Laut Wirtschafts- und Klimaschutzminister Robert Habeck lässt sich die Frage sehr konkret beantworten. Gegenüber der Westdeutschen Allgemeinen Zeitung (WAZ) sagte er am 9. April: „Über einen Zeitraum von 18 Jahren rechnet sich die Wärmepumpe“. Anfang Juni wiederholte er diese Prognose. Aber stimmt das? Und woher kommt diese Zahl? Wir schauen uns an, auf welchen Grundlagen der Minister seine Aussage traf.
Der Stein des Anstoßes: Das Gebäudeenergiegesetz
Am 28. März legten die Parteien der Ampel-Koalition (SPD, Grüne und FDP) ein „Modernisierungspaket für Klimaschutz und Planungsbeschleunigung“ vor. Das sieht vor, das Gebäudeenergiegesetz so zu reformieren: „Ab dem 1. Januar 2024 [soll] möglichst jede neu eingebaute Heizung zu 65 Prozent mit erneuerbaren Energien betrieben werden“, heißt es in einem gemeinsamen Beschluss.
Als Alternative zu Öl- und Gasheizungen, wird seither öffentlich ausführlich über die Wärmepumpe diskutiert – damit kann elektrisch Wärme aus der Umgebungsluft generiert werden, die dann das Haus oder die Wohnung heizt. So titelte etwa die Tagesschau: „Für wen Wärmepumpen infrage kommen“. „Können Wärmepumpen in alten Häusern überhaupt funktionieren?“, fragte der Spiegel und „Heizverbot geplant! Das passiert, wenn Sie keine Wärmepumpe einbauen können“, schrieb der Focus.

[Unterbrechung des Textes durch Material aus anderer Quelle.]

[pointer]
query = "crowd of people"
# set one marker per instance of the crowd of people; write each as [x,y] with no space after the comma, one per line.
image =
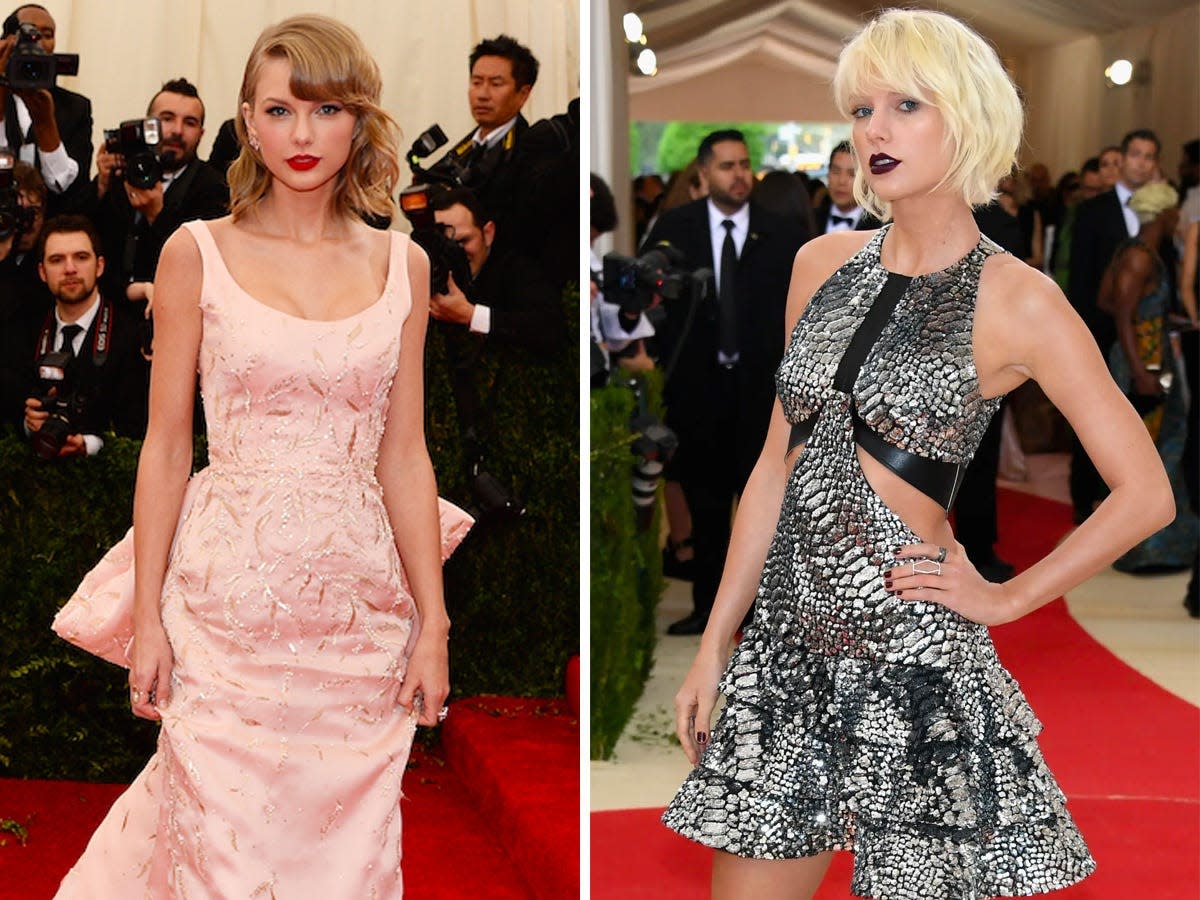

Robert Habeck war sich der Brisanz des Ampel-Vorhabens offenbar bewusst: Im Interview mit der WAZ warnte er vor einer „Torschlusspanik“: „Niemand sollte jetzt noch schnell eine Öl- oder Gasheizung einbauen. Die fossilen Energien sind eine Sackgasse, keine Spardose“, sagte der Minister. Mittlerweile wurde das sogenannte Heizungsgesetz in einigen Punkten überarbeitet, es muss nun noch Bundestag und Bundesrat passieren.
Wärmepumpe rechne sich nach 18 Jahren: Wie das Wirtschaftsministerium auf diese Zahl kam
Wir haben das Wirtschaftsministerium (BMWK) nach den Berechnungsgrundlagen für Habecks Prognose gefragt. Pressesprecherin Susanne Ungrad antwortete uns am 24. April, man habe die „Preispfade aus dem T-45 Szenario der BMWK Langfristszenarien“ verwendet. Dieses Szenario enthält Prognosen für die Entwicklung der Öl-, Gas- und Strompreise sowie für den CO2-Preis.
Der Link zu den Berechnungen des Fraunhofer Instituts für System- und Innovationsforschung, den Ungrad uns schickte, war zeitweise nicht aufrufbar. Zu sehen waren dort Preisentwicklungen für verschiedene Energieträger sowie CO2 – die den Angaben in einem Gutachten von April 2023, das unter der Leitung von Martin Pehnt vom Institut für Energie- und Umweltforschung Heidelberg entstand, gleichen. Auf dieses wies uns Ungrad ebenfalls hin. Darin wurden verschiedene Heizkosten-Szenarien berechnet, sowohl für Gasheizungen als auch für Wärmepumpen.
Habecks Rechnung basiert auf verschiedenen Grundannahmen dazu, wie sich Preise für Wärmepumpen, Strom, Gas, Öl und CO2 über die nächsten Jahrzehnte entwickeln könnten. Über diese Annahmen haben wir uns mit Expertinnen und Experten unterhalten.
Wie realistisch ist die Prognose des Ministeriums?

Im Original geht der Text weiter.